I don’t totally understand the claim here. You seem to be saying: “We want our AI to take actions which will have certain consequences, i.e. to produce code which will have certain consequences when run. And that problem is essentially about reasoning from consequences, so it is harder to do within the approval-directed framework.” Of course I don’t agree with the italicized implication.
This isn’t specific to self-improvement. If this kind of goal-directed behavior can’t be captured by approval-directed systems, then obviously they are completely unsuitable as an alternative.
I agree that it is intuitively plausible that going through approval-direction or imitation would introduce additional costs. But that is precisely what I am trying to argue against.
As an example, consider a simple goal-directed agent which searches for an action that will have a high estimated value. In order for an approval-directed system to do the same thing, approval ratings would need to reflect these estimated values. But given that the overseer can consult the exact same algorithms that the goal-directed agent uses to estimate values, that seems totally realistic.
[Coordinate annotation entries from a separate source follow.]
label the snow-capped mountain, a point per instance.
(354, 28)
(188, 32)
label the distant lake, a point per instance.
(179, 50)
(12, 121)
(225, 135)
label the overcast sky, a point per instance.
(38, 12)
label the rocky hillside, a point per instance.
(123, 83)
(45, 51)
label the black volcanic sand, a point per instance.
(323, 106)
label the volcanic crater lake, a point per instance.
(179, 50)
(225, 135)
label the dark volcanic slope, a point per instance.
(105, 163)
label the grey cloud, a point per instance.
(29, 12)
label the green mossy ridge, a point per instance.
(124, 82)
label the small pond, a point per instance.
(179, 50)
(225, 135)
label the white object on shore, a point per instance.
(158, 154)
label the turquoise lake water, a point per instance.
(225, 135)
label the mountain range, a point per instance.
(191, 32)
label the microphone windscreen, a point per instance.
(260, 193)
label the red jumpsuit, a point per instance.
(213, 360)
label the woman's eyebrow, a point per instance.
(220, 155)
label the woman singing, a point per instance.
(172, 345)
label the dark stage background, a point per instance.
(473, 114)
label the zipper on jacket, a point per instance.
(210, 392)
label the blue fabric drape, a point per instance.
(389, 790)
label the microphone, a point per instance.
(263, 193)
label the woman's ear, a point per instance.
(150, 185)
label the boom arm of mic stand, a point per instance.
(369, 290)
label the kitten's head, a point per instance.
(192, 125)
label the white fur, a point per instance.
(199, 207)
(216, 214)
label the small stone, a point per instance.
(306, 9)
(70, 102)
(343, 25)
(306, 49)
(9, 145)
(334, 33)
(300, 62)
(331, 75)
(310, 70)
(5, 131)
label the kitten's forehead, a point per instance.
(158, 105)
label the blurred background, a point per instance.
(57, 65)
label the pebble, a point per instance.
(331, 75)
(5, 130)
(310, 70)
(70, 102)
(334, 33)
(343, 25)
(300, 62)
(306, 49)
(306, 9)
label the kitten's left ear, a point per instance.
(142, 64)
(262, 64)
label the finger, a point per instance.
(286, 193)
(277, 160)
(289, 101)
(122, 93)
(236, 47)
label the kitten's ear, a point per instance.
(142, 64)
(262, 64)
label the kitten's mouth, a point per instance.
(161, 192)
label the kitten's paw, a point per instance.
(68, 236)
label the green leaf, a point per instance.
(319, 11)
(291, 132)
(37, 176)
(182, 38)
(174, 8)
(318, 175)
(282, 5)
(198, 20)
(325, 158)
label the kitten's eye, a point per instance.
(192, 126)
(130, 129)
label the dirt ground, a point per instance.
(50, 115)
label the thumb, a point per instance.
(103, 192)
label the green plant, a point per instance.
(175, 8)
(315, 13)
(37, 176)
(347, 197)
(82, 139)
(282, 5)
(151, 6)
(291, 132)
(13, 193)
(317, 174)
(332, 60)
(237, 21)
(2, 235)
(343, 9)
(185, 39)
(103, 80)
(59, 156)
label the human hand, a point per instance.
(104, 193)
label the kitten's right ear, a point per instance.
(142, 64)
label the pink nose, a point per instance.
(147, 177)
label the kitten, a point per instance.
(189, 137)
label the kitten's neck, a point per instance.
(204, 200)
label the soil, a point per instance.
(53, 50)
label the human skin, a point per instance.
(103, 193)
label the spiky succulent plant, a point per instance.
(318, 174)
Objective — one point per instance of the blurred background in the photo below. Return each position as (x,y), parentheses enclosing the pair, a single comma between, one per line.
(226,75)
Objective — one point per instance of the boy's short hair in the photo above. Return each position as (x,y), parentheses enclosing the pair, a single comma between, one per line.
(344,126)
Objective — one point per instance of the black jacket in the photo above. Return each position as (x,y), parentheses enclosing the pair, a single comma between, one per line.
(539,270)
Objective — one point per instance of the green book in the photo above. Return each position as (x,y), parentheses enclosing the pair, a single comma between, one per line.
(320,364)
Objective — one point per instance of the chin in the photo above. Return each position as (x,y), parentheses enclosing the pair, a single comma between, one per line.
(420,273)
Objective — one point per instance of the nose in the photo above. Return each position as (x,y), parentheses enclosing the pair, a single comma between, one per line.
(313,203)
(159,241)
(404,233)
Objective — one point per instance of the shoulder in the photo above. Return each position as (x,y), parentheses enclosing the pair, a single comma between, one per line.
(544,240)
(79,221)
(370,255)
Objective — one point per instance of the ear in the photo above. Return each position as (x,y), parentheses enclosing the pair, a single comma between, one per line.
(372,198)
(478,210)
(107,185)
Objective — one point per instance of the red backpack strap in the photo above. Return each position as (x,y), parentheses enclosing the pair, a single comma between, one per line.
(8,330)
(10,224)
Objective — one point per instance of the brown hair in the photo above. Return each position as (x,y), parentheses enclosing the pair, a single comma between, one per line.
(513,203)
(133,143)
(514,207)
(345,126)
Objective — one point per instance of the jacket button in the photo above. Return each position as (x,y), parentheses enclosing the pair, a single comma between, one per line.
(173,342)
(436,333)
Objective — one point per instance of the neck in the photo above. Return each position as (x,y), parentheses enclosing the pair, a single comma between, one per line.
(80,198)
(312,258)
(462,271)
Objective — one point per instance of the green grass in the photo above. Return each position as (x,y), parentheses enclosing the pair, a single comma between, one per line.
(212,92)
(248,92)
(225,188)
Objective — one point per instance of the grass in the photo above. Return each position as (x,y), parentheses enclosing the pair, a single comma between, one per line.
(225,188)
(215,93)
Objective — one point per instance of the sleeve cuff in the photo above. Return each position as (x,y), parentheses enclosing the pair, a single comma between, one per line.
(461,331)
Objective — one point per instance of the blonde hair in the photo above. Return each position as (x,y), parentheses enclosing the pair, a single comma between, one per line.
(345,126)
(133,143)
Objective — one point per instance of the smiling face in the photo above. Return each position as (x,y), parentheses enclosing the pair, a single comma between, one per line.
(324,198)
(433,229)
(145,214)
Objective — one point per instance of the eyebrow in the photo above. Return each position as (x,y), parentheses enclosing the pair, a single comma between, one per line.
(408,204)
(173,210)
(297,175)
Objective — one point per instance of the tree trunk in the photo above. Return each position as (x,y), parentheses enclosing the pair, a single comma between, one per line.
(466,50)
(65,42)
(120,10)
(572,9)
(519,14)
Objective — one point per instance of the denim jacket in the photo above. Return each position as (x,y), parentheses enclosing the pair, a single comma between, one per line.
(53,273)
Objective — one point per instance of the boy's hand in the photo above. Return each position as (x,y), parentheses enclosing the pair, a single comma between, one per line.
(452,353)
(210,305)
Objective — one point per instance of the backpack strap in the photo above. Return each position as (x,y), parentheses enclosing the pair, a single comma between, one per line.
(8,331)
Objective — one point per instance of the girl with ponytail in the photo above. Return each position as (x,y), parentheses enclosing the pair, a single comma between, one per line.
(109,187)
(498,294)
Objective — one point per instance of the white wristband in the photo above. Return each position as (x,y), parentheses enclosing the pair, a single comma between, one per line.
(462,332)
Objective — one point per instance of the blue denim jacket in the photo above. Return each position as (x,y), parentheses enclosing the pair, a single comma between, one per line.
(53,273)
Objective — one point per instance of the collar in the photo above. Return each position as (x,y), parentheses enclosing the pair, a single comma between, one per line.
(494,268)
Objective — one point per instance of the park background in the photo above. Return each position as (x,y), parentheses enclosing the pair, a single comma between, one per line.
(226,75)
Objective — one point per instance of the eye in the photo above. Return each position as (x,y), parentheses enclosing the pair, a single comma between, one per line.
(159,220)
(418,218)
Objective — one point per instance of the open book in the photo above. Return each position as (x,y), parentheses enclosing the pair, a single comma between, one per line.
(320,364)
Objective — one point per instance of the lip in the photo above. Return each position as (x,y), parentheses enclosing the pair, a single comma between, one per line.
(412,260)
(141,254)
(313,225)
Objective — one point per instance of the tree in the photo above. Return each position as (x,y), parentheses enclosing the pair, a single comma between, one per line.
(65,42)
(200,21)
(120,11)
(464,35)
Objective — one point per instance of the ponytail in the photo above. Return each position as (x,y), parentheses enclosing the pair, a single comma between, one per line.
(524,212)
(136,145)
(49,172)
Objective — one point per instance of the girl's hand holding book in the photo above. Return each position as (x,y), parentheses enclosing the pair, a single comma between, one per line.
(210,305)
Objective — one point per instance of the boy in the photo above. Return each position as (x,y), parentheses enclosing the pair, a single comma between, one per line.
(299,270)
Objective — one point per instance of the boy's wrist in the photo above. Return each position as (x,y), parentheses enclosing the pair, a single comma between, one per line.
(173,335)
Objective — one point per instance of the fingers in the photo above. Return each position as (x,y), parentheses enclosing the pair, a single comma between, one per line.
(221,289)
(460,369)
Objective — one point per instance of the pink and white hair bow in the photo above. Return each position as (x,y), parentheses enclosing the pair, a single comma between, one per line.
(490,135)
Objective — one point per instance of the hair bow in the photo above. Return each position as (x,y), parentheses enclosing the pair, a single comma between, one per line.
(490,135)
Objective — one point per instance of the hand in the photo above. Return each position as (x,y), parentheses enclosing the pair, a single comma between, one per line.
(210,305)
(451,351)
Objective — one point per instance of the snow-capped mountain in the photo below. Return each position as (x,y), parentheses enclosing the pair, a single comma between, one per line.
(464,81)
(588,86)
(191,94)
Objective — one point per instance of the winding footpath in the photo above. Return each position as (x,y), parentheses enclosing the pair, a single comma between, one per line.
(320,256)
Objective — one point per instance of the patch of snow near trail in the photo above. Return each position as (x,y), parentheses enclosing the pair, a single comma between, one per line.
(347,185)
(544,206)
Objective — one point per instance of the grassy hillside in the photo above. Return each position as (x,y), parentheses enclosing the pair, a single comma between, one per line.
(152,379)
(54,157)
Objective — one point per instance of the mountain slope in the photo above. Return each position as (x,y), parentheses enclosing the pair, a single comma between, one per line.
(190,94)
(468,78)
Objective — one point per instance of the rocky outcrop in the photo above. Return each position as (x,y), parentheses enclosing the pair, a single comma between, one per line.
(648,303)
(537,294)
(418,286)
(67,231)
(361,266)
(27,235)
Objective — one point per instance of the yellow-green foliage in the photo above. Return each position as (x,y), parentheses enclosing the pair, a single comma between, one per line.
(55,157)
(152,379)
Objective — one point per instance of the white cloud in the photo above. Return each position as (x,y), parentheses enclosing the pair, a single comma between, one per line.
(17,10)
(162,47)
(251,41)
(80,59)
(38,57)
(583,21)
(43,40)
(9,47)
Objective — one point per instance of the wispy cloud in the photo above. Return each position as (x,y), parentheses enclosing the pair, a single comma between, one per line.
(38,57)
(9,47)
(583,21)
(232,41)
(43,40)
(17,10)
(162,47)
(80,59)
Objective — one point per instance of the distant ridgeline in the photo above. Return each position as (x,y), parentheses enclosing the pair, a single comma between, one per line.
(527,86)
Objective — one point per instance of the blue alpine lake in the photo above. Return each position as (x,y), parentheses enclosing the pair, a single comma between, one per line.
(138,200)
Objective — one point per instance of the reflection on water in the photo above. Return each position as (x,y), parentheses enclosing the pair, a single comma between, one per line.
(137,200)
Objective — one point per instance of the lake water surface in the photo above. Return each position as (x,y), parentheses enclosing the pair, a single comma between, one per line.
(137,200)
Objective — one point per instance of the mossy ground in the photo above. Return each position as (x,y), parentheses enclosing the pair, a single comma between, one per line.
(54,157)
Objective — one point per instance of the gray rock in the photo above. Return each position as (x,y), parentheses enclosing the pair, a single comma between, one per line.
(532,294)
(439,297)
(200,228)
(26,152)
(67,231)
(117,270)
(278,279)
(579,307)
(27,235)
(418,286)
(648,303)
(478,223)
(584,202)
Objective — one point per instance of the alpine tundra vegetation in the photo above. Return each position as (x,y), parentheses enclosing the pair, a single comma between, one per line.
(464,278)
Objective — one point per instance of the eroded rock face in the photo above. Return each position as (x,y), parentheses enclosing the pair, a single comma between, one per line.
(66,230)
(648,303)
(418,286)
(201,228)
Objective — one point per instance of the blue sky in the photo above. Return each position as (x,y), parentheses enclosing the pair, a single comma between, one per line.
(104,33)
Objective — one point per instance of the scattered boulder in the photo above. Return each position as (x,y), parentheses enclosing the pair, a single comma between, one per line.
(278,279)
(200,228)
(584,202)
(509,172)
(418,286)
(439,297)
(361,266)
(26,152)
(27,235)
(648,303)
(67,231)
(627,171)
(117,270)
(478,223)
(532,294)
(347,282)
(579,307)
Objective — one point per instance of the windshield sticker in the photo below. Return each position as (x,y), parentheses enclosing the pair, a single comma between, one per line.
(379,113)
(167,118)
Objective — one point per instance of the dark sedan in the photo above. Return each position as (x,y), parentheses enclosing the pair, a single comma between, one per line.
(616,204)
Of course that’s not how a goal-directed agent will work; there are other internal dynamics of a goal-directed agent, and some of those might turn out to be hard to “port” to the approval-directed setting. But I am interested in actually seeing what those hard-cases are (so far I haven’t seen any apparent deal-breakers) rather than relying on loose argument about goal-directed reasoning requiring goal-directed reasoning.
There do seem to be serious problems with implementing act-based agents, which these research directions are aimed at and which I want to work on.